Originally Posted by

**pmh118** Yes the deposit is on the 1st of each month

and 20r(r^12 -1) all divided by (r -1)

OK; then your problem could be worded this way:

20 is deposited on the 1st of each month over 1 year (so Jan 1st to Dec 1st).

The annual interest rate is 12x% compounded monthly, hence x% per month.

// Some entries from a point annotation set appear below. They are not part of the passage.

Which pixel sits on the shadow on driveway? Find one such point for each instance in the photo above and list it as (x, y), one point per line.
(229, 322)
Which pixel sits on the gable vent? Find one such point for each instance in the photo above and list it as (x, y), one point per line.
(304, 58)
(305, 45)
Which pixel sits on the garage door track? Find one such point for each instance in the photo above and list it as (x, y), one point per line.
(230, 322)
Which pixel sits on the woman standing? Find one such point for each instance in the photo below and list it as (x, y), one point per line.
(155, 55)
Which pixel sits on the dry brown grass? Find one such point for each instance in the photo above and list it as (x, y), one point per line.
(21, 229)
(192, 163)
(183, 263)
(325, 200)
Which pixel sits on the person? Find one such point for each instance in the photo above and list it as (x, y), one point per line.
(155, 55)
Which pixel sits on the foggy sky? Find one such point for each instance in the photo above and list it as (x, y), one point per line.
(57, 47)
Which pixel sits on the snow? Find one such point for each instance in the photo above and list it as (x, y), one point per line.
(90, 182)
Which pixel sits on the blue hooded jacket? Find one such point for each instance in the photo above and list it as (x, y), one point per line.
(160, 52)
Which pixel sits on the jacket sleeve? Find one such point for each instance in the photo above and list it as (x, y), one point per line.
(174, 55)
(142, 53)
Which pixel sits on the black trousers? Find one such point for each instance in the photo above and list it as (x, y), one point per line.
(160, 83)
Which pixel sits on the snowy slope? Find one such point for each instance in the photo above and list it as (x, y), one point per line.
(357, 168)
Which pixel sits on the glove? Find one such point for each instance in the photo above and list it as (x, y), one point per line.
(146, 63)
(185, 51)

Therefore, as at Dec 31st, the first payment has increased in value to:

20 r^12 , where r =1 + x/100.

Show that the total value, as at Dec 31st, is:

20r(r^12 -1) / (r-1).

If the rate is 1/2% per month (hence r = 1.005), calculate the toal interest

received during the 12 months.

I'll give you a shorter example (hate typing!): 100 deposited for 6 months

(Jan 1 to Jun 1) at a rate of 1% per month (hence r = 1.01):

Code:

Date Deposit Interest Balance
Jan.1 100.00 .00 100.00
Feb.1 100.00 1.00 201.00
Mar.1 100.00 2.01 303.01
Apr.1 100.00 3.03 406.04
May.1 100.00 4.06 510.10
Jun.1 100.00 5.10 615.20
Jun.30 .00 6.15 621.35
S = 100(1.01^6) + 100(1.01^5) + 100(1.01^4) + 100(1.01^3) + 100(1.01^2) + 100(1.01^1)
S(1.01) = 100(1.01^7) + 100(1.01^6) + 100(1.01^5) + 100(1.01^4) + 100(1.01^3) + 100(1.01^2)
S(1.01) - S = 100(1.01^7) - 100(1.01^1)
S(1.01 - 1) = 100(1.01^7 - 1.01^1)
S = 100(1.01)(1.01^6 - 1) / (1.01 - 1) = 621.35

Above shows you how to "explain" the formula.

As far as the total interest paid, it's simply:

Final balance - total deposits; in my example: 621.35 - 100*6 = 21.35

Hope that's enough to make your day!